China announced on Saturday plans to "significantly increase" government debt issuance to provide subsidies for low-income households, support the property market, and bolster the capital of state banks, as part of its efforts to revive economic growth.
China's economy has been adversely affected by a prolonged crisis in the property sector, coupled with persistently low levels of consumer spending.
While Finance Minister Lan Foan did not disclose the size of the upcoming fiscal stimulus—details closely watched by global investors to assess the sustainability of recent gains in Chinese stocks—he emphasized the introduction of more "counter-cyclical measures" during a press conference.
"There is still relatively big room for China to issue debt and increase the fiscal deficit,” Lan pointed out.
He said Beijing was "accelerating the use of additional treasury bonds, and ultra-long-term special treasury bonds are also being issued for use."
"In the next three months, a total of 2.3 trillion yuan of special bond funds can be arranged for use in various places," the Chinese Minister confirmed.
Local governments to have higher debt ceilings
Beijing also plans to "issue special government bonds to support large state-owned commercial banks," he added.
The debt ceiling for local governments will also be increased to enable higher infrastructure spending and job protection.
The announcement builds on a series of measures introduced in recent weeks, including interest rate cuts and enhanced liquidity provisions for banks.

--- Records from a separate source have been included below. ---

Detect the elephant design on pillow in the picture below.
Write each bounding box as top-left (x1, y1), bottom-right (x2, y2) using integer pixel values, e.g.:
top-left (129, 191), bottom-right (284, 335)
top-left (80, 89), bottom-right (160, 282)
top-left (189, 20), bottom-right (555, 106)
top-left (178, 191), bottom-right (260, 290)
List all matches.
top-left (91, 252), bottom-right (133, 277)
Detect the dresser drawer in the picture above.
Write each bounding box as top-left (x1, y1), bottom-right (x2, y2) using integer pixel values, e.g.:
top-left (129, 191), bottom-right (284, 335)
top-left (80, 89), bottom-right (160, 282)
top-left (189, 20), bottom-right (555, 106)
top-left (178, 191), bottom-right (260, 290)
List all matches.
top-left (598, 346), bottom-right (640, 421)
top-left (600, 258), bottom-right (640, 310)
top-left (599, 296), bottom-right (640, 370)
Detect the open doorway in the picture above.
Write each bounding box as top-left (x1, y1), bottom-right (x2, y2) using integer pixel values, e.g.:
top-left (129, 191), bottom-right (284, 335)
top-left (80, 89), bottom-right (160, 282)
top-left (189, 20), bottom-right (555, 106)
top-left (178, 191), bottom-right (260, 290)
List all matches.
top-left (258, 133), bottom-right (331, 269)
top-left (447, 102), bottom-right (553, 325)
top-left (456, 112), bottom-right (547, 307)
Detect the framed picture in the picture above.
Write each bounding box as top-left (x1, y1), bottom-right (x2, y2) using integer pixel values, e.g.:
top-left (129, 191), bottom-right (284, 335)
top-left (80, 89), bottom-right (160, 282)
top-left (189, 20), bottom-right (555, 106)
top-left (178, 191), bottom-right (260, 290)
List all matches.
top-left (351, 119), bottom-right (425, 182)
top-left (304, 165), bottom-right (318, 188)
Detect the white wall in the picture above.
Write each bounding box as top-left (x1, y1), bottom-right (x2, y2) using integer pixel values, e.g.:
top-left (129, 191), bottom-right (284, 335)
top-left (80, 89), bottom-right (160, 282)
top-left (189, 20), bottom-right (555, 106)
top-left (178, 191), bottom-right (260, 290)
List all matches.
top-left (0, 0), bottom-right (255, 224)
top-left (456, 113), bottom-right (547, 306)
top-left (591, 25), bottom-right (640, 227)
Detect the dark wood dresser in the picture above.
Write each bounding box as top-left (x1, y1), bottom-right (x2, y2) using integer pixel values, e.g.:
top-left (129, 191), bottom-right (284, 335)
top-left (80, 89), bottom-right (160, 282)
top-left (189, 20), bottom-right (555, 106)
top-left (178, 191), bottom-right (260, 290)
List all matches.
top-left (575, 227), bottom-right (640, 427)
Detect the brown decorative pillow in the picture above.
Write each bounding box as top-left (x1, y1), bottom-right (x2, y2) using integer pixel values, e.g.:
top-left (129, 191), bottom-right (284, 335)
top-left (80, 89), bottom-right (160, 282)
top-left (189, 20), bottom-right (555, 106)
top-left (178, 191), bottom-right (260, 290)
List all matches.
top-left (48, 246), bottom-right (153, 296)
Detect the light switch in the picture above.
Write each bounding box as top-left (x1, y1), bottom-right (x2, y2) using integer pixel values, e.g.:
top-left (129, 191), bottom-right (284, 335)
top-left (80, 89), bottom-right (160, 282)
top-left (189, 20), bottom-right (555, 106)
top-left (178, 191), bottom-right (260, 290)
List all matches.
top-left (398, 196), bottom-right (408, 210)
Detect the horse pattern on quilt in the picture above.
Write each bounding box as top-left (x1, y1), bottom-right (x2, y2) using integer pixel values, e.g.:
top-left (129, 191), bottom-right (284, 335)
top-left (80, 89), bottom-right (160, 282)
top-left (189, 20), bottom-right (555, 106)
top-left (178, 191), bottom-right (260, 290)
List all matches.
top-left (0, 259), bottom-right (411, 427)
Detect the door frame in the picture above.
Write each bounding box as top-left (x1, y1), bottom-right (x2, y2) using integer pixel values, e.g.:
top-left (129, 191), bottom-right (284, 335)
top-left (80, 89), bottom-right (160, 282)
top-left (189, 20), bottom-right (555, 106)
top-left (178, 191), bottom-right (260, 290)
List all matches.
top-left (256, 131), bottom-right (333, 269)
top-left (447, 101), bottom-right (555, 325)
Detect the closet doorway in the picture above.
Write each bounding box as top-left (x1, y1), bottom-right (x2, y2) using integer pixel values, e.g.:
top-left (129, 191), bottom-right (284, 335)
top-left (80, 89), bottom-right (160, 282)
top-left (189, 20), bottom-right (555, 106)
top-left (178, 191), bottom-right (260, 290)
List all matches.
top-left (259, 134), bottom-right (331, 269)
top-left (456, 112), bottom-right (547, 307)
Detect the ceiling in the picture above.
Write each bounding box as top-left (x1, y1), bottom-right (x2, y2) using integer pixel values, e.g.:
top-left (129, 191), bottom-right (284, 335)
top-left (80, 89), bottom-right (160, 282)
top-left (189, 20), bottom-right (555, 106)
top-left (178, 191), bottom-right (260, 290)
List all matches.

The measures would "help ease liquidity and debt pressures on local governments and real estate companies," Vice Finance Minister Liao Min indicated.

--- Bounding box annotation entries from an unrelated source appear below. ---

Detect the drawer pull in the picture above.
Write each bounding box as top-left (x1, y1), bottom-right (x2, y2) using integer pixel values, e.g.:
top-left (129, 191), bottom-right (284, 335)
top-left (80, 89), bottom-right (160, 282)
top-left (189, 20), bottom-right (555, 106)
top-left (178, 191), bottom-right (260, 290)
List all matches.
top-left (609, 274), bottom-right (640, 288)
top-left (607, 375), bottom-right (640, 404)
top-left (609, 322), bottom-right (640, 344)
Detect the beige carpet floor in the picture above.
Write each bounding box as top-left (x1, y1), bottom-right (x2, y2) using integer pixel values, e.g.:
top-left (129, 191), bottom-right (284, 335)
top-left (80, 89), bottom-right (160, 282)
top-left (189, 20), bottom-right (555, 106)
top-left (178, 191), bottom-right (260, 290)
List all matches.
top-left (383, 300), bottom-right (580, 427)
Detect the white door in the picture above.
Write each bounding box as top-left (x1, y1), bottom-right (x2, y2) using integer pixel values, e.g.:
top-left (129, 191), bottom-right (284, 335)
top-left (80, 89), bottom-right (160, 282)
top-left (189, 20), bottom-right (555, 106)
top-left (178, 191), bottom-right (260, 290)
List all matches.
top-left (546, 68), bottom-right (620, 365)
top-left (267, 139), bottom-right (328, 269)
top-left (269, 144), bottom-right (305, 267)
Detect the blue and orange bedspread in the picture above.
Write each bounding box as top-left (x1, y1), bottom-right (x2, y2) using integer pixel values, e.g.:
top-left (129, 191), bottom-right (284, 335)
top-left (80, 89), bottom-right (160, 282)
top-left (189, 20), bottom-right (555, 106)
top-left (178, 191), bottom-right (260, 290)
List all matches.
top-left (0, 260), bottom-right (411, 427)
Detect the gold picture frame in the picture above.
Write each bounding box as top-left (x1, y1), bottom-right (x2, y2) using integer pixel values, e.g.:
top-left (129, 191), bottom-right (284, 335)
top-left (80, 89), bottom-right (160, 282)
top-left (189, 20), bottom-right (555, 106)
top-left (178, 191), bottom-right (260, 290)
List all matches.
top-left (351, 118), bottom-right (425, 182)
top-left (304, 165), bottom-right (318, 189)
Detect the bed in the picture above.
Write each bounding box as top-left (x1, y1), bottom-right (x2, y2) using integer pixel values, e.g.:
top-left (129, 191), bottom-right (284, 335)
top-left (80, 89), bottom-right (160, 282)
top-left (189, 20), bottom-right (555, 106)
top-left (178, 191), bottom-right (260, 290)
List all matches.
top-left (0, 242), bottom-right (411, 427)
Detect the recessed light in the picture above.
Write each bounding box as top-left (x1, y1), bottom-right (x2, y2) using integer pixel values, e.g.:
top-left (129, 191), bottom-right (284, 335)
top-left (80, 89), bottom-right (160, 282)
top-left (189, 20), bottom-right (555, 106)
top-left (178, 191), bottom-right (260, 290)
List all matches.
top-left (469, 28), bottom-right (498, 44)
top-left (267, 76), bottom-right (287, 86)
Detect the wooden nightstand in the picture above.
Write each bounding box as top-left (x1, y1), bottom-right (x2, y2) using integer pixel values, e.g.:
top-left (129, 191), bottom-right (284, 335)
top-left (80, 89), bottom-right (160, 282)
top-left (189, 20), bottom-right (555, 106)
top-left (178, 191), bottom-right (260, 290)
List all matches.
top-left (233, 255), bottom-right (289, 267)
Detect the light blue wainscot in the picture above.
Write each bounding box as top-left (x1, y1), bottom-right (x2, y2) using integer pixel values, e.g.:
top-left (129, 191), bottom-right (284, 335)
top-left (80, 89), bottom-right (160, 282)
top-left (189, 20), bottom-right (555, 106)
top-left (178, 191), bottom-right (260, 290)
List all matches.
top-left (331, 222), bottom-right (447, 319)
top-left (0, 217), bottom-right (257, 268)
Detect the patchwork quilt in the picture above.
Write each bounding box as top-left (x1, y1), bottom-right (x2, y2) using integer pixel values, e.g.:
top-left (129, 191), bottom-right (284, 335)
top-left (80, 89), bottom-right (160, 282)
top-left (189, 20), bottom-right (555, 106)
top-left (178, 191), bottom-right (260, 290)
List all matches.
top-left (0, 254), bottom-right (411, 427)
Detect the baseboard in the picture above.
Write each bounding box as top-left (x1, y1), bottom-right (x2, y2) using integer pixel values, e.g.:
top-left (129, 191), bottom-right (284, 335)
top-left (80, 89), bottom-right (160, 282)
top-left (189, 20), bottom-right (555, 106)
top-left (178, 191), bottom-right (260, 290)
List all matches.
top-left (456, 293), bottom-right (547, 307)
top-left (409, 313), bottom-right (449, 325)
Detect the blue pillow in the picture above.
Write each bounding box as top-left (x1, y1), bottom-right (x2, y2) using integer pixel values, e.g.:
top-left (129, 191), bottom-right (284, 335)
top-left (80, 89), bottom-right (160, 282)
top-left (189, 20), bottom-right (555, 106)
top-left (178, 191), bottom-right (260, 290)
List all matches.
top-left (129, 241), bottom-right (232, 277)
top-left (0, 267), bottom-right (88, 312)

Recent economic data has repeatedly fallen short of expectations, fueling concerns among economists and investors that the government's growth target of approximately 5% for 2024 is at risk, with a potential longer-term structural slowdown looming.
As further economic data from September is set to be released in the coming week, signs of continued weakness are anticipated. Nevertheless, Chinese officials remain confident that the 2024 growth target will be met.

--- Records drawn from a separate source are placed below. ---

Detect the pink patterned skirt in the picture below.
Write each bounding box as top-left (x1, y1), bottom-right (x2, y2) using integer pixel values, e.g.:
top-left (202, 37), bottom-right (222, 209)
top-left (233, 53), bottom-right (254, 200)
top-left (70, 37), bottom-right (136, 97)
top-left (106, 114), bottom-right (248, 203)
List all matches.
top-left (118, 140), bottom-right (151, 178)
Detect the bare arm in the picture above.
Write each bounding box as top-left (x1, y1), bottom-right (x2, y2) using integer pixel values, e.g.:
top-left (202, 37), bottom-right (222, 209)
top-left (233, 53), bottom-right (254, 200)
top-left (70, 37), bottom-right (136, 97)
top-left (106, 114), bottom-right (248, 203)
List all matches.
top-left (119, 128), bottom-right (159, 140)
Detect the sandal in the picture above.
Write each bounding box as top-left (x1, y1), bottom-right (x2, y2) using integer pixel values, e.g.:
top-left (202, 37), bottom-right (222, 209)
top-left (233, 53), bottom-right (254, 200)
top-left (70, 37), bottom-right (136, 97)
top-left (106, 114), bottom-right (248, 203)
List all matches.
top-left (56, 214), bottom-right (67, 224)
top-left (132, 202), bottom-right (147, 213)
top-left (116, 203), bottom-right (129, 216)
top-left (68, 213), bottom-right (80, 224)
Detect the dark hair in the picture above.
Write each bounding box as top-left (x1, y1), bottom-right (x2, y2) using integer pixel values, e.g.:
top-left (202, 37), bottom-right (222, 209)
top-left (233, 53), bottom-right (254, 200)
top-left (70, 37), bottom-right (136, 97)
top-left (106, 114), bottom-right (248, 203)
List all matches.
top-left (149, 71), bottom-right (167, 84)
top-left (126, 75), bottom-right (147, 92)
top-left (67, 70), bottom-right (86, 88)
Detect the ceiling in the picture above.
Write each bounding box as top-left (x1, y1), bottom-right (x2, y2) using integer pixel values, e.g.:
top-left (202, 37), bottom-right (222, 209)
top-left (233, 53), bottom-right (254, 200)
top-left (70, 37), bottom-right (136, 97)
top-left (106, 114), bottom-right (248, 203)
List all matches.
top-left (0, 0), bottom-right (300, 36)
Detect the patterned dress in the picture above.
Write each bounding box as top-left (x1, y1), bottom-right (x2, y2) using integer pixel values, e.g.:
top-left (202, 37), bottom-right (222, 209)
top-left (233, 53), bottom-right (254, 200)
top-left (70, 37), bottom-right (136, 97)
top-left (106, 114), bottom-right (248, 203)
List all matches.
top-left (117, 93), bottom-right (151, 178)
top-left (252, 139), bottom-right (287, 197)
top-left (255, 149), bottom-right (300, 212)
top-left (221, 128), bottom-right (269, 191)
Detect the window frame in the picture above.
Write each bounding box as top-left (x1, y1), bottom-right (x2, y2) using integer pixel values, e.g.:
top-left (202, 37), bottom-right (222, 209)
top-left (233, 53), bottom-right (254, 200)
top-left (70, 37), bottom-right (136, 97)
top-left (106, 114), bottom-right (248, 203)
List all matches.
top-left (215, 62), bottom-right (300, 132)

Speculation around China's fiscal stimulus has been intense since the Politburo meeting in September, where top Communist Party leaders expressed growing urgency about the country's economic challenges.
Chinese stocks surged by 25% to two-year highs following the meeting, but subsequently retreated as investors grew anxious over the lack of specifics regarding the government's spending plans.
China's increased debt issuance will require approval from its parliament, which is expected to convene in the coming weeks.
While policymakers have implemented a range of stimulus measures, including rate cuts and relaxed housing purchasing regulations, economists argue that further actions are necessary to effectively lift the economy from its current slump.
On the same day, China’s leading banks announced a reduction in interest rates on existing mortgages, effective October 25, following a government directive.
China Central Bank to lower mortgage rates
Last month, the People's Bank of China instructed commercial banks to lower mortgage rates by October 31. Additionally, it reduced interest on one-year loans to financial institutions, lowered reserve requirements for lenders, and facilitated lower rates on existing mortgages. This week, the central bank further enhanced market support by injecting tens of billions of dollars in liquidity for firms to purchase stocks.
In late September, the central bank introduced its most strict monetary support measures since the COVID-19 pandemic, including interest rate cuts, a 1 trillion yuan liquidity injection, and steps to support both the property and stock markets.
While these measures have boosted market sentiment, analysts emphasize the need for Beijing to address more deep-seated structural issues, such as stimulating consumption and reducing reliance on debt-driven infrastructure investment.
The International Monetary Fund estimates that China's central government debt stands at 24% of GDP, while overall public debt, including that of local governments, is estimated at $16 trillion, or 116% of GDP.